Select Committee on Innovation, Universities, Science and Skills Written Evidence


  The apparent funding uplift in the CSRO7 settlement for STFC actually falls well short of covering the responsibilities assigned to STFC following the merger of PPARC and CCLRC. This shortfall is only marginally offset by the increased expenditure on Full Economic Costing, which was itself introduced as a result of the Government's creditable recognition of the previous systematic underfunding of research.

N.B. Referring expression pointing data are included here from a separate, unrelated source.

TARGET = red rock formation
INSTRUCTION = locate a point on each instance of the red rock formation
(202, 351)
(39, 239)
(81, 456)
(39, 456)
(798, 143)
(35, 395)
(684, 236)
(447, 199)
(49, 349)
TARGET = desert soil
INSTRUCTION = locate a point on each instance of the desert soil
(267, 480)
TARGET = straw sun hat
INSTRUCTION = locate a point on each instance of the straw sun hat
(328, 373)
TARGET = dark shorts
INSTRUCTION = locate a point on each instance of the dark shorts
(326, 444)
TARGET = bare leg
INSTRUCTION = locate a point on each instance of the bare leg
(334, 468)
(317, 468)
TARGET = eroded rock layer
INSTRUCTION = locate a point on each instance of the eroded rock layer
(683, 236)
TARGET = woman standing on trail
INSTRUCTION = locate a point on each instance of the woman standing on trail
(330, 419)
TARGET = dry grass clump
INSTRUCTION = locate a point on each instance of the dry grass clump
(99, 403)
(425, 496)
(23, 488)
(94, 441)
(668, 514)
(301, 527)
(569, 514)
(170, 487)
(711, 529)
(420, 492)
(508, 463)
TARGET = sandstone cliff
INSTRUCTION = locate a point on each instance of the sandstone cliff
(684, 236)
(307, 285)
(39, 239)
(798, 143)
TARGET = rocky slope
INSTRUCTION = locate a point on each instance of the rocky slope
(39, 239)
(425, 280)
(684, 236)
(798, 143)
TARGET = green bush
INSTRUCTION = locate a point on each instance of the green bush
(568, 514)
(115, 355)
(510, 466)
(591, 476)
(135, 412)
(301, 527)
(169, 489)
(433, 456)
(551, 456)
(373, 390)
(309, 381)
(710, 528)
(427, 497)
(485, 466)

  In the very short term, the ensuing programme cuts might appear to benefit the UK, since we expect the well-trained physicists made redundant by these cuts will be snapped up within the broader economy, in all major areas from high technology to finance. However, such precipitous cuts will surely cripple the training environment for future generations of scientists. The threat of many staff redundancies is already causing widespread depression amongst students and this mood can be expected to infect the prospective student population, causing a reduction in the flow of trainee scientists. The combination of a sudden loss of research funding and the accompanying reduction in student numbers will then likely lead to the closure of physics departments. Such an outcome is particularly perverse at a time when other Government funding is providing uplift specifically to increase the ability of physics departments to recruit and train students. Indeed, it surely undermines some of the Government's laudable initiatives to generate a substantial science-trained workforce.

  STFC funding of pure science benefits the economy through training scientists and more directly through knowledge transfer to high-technology areas. These range from advanced software and cutting-edge medical imaging to such practical technology as airport luggage scanners and number-plate recognition. A reduction in research volume will necessarily impact on these economic benefits.

  The Standing Conference of Astronomy Professors requests that the following practical proposals be urgently considered by the Government to rectify this unfortunate situation, and that appropriate safeguards be put in place to avoid any recurrence.

  1.  Balance between financing facilities and exploitation in STFC. A significant contribution to the current situation has been the financial structure of STFC's responsibilities. In particular, the "near cash" element of STFC's budget is much smaller than for the other research councils. This imbalance means that relatively modest cost changes in the non-cash element of the budget have a disproportionate effect on the near-cash budget which provides the only flexibility for changing expenditure patterns. Since scientific exploitation for astronomy and particle physics dominates this element, it is this exploitation that will be lost through the funding fluctuations that we are now seeing. Such fluctuations are particularly problematic because they can arise from non-cash shortfalls in subjects that have nothing to do with the areas of exploitation research that STFC supports through grants. It therefore appears to be fundamentally impossible in practice to ensure an appropriate balance between facilities and exploitation within a particular field. To mitigate this problem, we propose that for accounting purposes the non-cash elements of STFC's budget be devolved to the research council that makes use of the facility: for Diamond, for example, appropriate costs should be included within the MRC budget. STFC would, of course, retain its overall management role for facilities, and thus achieve the primary benefits of a single facilities structure for which it was set up.

  2.  International Subscriptions. The risk that has now been placed on STFC to deal with changes in international subscriptions puts a further inappropriate squeeze on its ability to deliver science, since these risks must be met entirely from the small near-cash budget that funds exploitation. Since the subscriptions exist not only to deliver science but also to raise the country's profile on the international stage and to generate revenue from the contracts that are placed with UK industry, it is not appropriate for STFC to fund the entirety of any fluctuations. The situation is particularly perverse in the case of subscriptions that are linked to GDP, since an increase in the nation's wealth leads to a corresponding rise in subscription and a balancing cut in our ability to carry out scientific research with these facilities. The SCAP therefore suggests that this element of the STFC budget should be paid directly from the Treasury as a reflection of its geopolitical nature.

  3.  Measurement of Economic Impact. It is generally accepted that pure science areas can have a dramatic economic impact in the long term (one need look no further than the creation of the worldwide web in CERN), and that they have further less-tangible effects through inspiring future generations to engage with science, and through training of mathematically and scientifically literate, high-quality graduates. However, these hard-to-quantify benefits have not been generally factored into discussions of the importance of funding science. Rather, measurement of economic impact has tended to focus on more direct knowledge transfer and near-market impact. The SCAP recommends that serious consideration be given to establishing a methodology for including the wider effects in the calculation of the economic impact of science, before they are squeezed any further out of the equation and their benefits are lost to the country.